A related technological area of interest involves the future of internet data transfer speeds, and the relationship between Comcast and competing content providers, such as Netflix. Recently, Netflix reported a drop in streaming speeds of online movies and tv shows by customers you use Comcast and Verizon. An interesting article posted at the consumerist.com examines this data and considers the possibility that these providers may be deliberately throttling Netflix’s streaming content.
Should the government allow this merger?
So, the question for government regulators and the public in general remains. Should the merger be blocked on antitrust grounds as one that would ultimately be bad for consumers?
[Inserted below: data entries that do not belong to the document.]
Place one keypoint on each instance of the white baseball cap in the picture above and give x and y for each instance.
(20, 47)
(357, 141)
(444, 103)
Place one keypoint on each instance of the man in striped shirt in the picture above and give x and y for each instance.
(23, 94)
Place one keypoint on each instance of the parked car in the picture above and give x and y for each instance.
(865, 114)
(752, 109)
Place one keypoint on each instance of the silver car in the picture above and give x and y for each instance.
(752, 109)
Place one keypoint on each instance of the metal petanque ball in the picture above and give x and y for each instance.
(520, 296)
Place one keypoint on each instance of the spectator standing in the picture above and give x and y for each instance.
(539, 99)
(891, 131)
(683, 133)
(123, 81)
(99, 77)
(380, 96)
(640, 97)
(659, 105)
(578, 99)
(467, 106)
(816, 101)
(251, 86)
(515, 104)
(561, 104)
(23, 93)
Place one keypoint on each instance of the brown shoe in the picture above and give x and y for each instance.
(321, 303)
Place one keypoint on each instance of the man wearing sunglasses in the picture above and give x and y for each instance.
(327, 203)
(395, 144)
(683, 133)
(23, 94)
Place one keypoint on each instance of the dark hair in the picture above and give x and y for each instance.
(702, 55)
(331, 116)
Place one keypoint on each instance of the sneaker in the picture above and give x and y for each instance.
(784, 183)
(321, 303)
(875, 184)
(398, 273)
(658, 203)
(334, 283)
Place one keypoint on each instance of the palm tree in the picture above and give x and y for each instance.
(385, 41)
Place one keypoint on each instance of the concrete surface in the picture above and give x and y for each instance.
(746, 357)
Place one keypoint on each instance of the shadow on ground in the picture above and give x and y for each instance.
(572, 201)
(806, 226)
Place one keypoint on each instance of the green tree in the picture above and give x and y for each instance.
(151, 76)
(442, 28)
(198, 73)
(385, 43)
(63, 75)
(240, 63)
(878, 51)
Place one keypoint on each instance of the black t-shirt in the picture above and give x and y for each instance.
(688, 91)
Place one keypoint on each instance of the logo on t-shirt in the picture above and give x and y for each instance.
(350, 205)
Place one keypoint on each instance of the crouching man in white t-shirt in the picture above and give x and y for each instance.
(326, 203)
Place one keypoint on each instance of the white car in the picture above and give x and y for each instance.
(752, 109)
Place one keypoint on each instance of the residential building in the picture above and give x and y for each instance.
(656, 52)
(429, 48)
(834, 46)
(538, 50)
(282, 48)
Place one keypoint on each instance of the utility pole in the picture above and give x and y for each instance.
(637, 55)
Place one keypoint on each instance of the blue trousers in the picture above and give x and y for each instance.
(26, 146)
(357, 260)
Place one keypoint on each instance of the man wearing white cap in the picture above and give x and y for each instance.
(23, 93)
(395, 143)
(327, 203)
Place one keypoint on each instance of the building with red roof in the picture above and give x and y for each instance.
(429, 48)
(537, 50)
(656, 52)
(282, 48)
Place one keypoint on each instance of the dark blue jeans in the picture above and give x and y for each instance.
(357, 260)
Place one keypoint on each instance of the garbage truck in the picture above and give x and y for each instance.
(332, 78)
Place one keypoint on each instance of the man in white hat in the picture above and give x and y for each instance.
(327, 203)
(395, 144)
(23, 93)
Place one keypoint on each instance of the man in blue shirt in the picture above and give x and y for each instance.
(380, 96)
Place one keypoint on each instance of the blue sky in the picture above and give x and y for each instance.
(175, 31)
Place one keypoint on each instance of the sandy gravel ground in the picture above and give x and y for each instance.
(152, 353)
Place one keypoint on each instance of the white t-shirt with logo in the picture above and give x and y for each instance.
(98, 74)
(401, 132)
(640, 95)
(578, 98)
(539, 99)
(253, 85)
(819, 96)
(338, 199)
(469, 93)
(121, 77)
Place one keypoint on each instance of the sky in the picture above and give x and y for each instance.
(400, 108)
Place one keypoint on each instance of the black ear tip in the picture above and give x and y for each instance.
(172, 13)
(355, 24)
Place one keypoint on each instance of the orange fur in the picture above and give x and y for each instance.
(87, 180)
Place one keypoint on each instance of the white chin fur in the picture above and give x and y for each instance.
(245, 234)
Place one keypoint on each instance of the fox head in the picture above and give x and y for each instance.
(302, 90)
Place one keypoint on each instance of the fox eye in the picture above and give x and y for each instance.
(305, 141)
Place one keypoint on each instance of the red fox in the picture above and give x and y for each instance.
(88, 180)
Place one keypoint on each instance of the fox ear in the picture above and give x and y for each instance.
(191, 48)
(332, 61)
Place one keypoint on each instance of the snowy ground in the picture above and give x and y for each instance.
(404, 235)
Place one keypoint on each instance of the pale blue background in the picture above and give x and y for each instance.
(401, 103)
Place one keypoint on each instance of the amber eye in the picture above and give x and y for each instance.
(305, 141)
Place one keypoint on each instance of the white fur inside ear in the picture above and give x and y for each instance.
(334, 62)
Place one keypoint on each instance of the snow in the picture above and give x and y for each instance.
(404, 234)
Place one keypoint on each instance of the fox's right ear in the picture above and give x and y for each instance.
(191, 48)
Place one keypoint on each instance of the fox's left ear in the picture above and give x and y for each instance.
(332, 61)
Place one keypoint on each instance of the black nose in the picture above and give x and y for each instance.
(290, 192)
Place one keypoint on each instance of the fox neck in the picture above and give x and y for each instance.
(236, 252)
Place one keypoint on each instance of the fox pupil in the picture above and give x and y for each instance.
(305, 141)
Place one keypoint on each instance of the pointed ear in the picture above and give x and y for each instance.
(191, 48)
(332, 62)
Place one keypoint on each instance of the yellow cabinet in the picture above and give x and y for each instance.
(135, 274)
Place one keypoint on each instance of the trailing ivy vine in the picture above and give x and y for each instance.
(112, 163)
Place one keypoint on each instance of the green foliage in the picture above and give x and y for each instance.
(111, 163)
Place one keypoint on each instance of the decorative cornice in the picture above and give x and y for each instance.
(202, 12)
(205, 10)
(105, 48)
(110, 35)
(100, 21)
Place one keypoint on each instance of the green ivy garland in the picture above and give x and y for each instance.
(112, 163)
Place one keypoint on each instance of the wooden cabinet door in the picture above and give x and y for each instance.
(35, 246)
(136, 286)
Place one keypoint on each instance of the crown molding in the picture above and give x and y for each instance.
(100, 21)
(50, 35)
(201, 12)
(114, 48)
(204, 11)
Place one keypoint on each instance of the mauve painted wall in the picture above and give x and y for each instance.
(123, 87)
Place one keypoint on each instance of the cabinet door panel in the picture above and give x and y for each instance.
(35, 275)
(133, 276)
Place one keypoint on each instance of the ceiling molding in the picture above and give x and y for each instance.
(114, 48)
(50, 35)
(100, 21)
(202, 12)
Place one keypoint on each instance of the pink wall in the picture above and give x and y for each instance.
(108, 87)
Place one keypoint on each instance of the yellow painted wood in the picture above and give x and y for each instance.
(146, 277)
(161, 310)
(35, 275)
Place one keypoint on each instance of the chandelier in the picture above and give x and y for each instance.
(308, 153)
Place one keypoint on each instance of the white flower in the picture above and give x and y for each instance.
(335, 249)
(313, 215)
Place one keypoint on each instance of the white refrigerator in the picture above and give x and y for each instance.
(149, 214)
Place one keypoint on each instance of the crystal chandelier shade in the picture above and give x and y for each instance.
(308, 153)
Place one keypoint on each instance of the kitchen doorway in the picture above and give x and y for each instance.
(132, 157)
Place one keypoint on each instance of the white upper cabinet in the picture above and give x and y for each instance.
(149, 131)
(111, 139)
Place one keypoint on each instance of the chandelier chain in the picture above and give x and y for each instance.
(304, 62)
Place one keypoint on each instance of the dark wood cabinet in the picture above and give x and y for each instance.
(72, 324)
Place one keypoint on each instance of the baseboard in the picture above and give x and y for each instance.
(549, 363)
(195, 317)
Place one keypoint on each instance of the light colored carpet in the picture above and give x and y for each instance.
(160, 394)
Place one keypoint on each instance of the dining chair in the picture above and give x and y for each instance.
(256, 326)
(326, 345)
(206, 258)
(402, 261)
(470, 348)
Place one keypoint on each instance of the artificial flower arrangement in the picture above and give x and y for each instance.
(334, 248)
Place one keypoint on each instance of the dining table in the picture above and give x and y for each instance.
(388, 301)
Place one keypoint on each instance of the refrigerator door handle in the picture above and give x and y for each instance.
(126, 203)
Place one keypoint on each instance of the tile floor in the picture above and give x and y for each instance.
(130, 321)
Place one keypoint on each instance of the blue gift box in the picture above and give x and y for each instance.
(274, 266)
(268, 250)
On the one hand, a recent Bloomberg article argues that Comcast’s acquisition could improve service for current Time Warner Cable customers. Also, the expanding company’s increased ability to negotiate and produce cheaper programming would likely allow it to shift resources toward improved technology that could ultimately increase Internet access and speeds across the country. Thus, the Bloomberg reporter observes that,
Although it’s unlikely that the merger will lead to lower cable bills, the acquisition might help moderate price increases and increase U.S. broadband penetration. ("Stop Whining About the Comcast Time Warner Merger.")
A sister Bloomberg article by Harvard law professor Susan Crawford takes an opposing view by examining the proposed merger as really about the nation’s infrastructure needs and, ultimately, America’s future. According to Crawford, fiber-optic networks of the kind used by Comcast and its competitors should be regarded as national infrastructure, like roads, waterways, and bridges. These, she argues, cannot be left entirely in the hands of companies with monopolistic tendencies, entities that can use their immense size and power to dictate prices and control content. In conclusion, she writes,
We can't flourish as a country unless someone takes the long view and ensures that American businesses aren't forced to pay whatever tribute Comcast demands in order to thrive. ("Comcast's Time Warner Deal Is Bad for America.")
Whether or not Comcast can ascend to near-unrivalled status in domestic cable broadband is now up to regulators at the Federal Trade Commission and the Department of Justice. If, after carefully weighing the issues discussed above, the merger is allowed, American consumers will learn whether a future of monopolistic broadband price increases and stifled choices in viewing content awaits, as naysayers fear. Or, perhaps the merger will promote expanded technologies and the benefits of scaled economics, which could lead to a more satisfying broadband experience for consumers nationwide.